February 12, 2008

Scrotal cellulitis

Cellulitis of the scrotum and penis is due to, the majority of instances, by beta hemolytic streptococci without a discernible portal of entry. Clostridium, intermittently, will result in this disease as a manifestation of a perirectal abscess. In either instance, fluid accumulates speedily in the closed space between Colles' and Buck's fascia, producing intense swelling of the scrotum. If this compartment is does not straight away decompressed by linear incisions, devascularization of the scrotal and penile skin will often take place, resulting in gangrene. Immediate treatment of the bacterial infection with penicillin also is essential. If gangrene does emerge, radical debridement of the necrotic tissue as well as a wide margin of adjacent inflamed skin must be undertaken. Continual monitoring of the micro flora of the debrided would is essential for the selection of the appropriate antibiotic against any secondary intruders. Coverage of the granulating is achieved only when the bacterial count is below 10-5 per gram of tissue.

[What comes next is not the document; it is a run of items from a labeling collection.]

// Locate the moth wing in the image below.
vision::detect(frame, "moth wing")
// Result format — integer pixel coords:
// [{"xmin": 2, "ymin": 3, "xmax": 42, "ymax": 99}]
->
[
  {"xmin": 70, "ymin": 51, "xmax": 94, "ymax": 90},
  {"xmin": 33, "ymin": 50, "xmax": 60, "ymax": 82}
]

Causes of scrotal cellulitis

Localized infection adjacent to a portal of entry is the inciting occasion in the development of Fournier gangrene. Eventually, an obliterative endarteritis develops, and the ensuing cutaneous and subcutaneous vascular necrosis leads to localized ischemia and further bacterial proliferation. Infection of superficial perineal fascia might spread to the penis and scrotum via Buck and dartos fascia, or to the anterior abdominal wall via Scarpa fascia, or vice versa. Colles fascia is attached to the perineal body and urogenital diaphragm posteriorly and to the pubic rami creatively, thus limiting progression in these directions. Testicular involvement is rare, as the testicular arteries originate openly from the aorta and thus have a blood supply separate from the affected region.

Symptoms

Instrumentation and indwelling catheters are widespread risk factors for acute epididymitis. Urethritis or prostatitis can also exist in many ways. Tuberculous epididymitis might be the presenting feature of genitourinary tuberculosis, which occurs through hematogenous spread. Orchitis varies from epididymitis in that a viral pathogen is an important factor. Reflux might be induced by Valsalva or strenuous exertion. Epididymitis is widespread in men performing strenuous exertion when there is no opportunity to void, resulting in a full bladder.